Hello! I’m thinking about switching from my beloved fedora to a rolling release distro, because it really intrigues me, but I’m a bit scared of Arch, it’s still too soon for me to go down this rabbit hole XD
what do you think about debian testing? It’s not a “true” rolling release as long as I understand, but it “practically” behaves like one, correct? On the system informations I still see Debian 12, what will happen when Debian 13 stable will be released?

sorry if these are silly questions and thanks to all in advance!

  • @oranki
    link
    11 year ago

    Devuan is more stable

    So Devuan has even older versions of packages than Debian? Stability in the distro context means that features, APIs, UIs don’t change. Please don’t mix software bugs with stability.

    It may be I’ve entirely misunderstood how systemd works, but I think your description of it is off by a mile too.

    but a different init starts a new process ID for each separate program

    Of course there are PIDs with systemd too! First of all, systemd itself has a PID (1).

    For systemd, which runs system wide to handle everything, if one program locks, systemd has to make adjusts for the whole system to fix the problem.

    This is just wrong… Sure, if the service in question is dependent on a lot of other services, or vice versa. If your programs tend to lock, that’s the application’s fault and should be handled at the application level.

    I found Artix to run smoother or lighter than Arch.

    This is most definetly a difference in what else is running on the system. Systemd doesn’t really use that much resources. Unless you are measuring RAM usage in the megabytes. Which is of course valid on constrained systems, but on a regular desktop one browser tab will need orders of magnitude more resources than any init system.

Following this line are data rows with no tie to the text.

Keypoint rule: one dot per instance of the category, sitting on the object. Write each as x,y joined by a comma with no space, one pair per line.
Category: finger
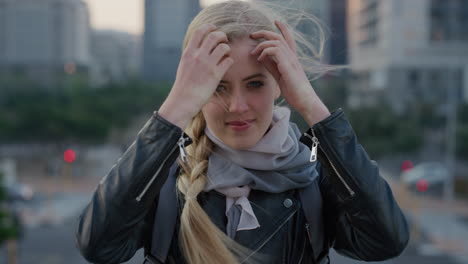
264,45
220,51
271,66
199,35
274,52
212,40
270,35
224,66
286,34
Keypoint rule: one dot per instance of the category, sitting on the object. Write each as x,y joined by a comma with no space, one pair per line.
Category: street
55,245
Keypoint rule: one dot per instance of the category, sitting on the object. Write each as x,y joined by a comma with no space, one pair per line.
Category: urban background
74,93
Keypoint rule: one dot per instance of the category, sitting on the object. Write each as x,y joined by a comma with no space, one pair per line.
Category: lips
240,123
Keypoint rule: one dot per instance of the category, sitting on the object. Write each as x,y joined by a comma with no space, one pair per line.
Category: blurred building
44,39
405,51
165,24
338,41
332,15
116,56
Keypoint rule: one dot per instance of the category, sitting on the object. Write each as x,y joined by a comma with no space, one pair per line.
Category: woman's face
241,110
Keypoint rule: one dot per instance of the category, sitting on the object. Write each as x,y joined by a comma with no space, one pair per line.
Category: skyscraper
405,51
165,24
44,39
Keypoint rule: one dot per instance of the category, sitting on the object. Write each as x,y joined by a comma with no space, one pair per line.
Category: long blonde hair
200,240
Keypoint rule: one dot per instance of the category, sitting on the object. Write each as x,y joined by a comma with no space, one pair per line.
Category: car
435,174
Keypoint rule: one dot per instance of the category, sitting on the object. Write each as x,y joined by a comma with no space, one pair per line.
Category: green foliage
76,112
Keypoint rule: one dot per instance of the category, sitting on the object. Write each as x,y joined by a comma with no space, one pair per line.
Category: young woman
250,187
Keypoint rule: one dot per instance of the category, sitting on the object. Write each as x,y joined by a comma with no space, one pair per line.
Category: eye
255,84
220,88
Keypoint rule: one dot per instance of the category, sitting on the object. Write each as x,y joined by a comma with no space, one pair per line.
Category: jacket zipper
268,239
315,145
180,145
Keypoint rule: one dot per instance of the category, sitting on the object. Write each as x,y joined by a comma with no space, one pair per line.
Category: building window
449,20
369,22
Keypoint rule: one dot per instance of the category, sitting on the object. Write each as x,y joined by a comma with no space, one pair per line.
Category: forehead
245,64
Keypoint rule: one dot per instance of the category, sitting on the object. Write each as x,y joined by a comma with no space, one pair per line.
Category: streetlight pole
451,136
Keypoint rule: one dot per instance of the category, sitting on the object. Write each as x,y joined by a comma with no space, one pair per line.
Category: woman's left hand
278,55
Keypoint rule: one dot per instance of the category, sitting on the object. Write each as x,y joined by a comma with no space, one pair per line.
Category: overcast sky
123,15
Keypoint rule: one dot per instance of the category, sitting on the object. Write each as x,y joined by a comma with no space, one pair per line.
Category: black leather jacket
361,218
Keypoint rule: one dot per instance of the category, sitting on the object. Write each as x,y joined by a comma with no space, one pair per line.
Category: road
55,245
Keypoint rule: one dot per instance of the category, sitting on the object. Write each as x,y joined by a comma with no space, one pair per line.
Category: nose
238,103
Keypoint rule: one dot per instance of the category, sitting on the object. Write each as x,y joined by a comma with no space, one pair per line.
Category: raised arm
368,223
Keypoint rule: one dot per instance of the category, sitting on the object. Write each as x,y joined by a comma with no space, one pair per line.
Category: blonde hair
200,240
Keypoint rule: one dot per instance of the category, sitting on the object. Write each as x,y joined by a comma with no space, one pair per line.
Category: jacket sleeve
112,227
368,223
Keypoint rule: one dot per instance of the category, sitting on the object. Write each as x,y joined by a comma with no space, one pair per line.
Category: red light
69,155
422,185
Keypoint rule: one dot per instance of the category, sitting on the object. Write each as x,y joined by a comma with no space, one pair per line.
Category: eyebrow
248,77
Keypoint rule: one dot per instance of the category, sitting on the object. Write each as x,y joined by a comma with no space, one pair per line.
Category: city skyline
124,15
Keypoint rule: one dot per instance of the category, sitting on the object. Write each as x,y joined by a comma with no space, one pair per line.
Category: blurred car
434,173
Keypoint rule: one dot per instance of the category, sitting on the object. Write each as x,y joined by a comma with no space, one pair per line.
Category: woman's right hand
203,64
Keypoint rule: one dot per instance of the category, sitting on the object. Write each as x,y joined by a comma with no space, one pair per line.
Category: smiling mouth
240,123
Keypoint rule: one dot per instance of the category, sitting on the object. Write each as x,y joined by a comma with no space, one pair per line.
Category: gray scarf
278,162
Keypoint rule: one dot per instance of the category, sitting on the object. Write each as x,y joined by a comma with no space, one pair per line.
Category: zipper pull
181,144
315,142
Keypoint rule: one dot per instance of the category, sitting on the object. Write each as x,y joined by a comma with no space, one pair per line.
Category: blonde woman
249,187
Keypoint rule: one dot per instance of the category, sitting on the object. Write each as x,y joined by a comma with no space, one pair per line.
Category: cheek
213,114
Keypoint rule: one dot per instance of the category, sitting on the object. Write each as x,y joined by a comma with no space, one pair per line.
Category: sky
122,15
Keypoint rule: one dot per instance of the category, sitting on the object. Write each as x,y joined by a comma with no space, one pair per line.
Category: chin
241,145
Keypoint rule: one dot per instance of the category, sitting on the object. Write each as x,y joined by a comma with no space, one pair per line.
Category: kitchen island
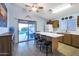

    I want Firefox running an isolated process from the one that Plasama desktop is running

    This just shows you have absolutely no clue on Linux processes, I really really doubt anyone is running Firefox under systemd. And neither have you.

    There are valid reasons for choosing a different init system, but you have not provided a single one that is really true. It seems like you are only repeating things heard from some one else.

    The difference is systemd is one thing to handle everything

    This is true, but it refers to systemd handling a lot more than process management. Systemd has the problem that nowadays it does log management, memory management, login management, user management etc. This goes against the UNIX philosophy of one tool for one job, and THAT is why people frown on systemd.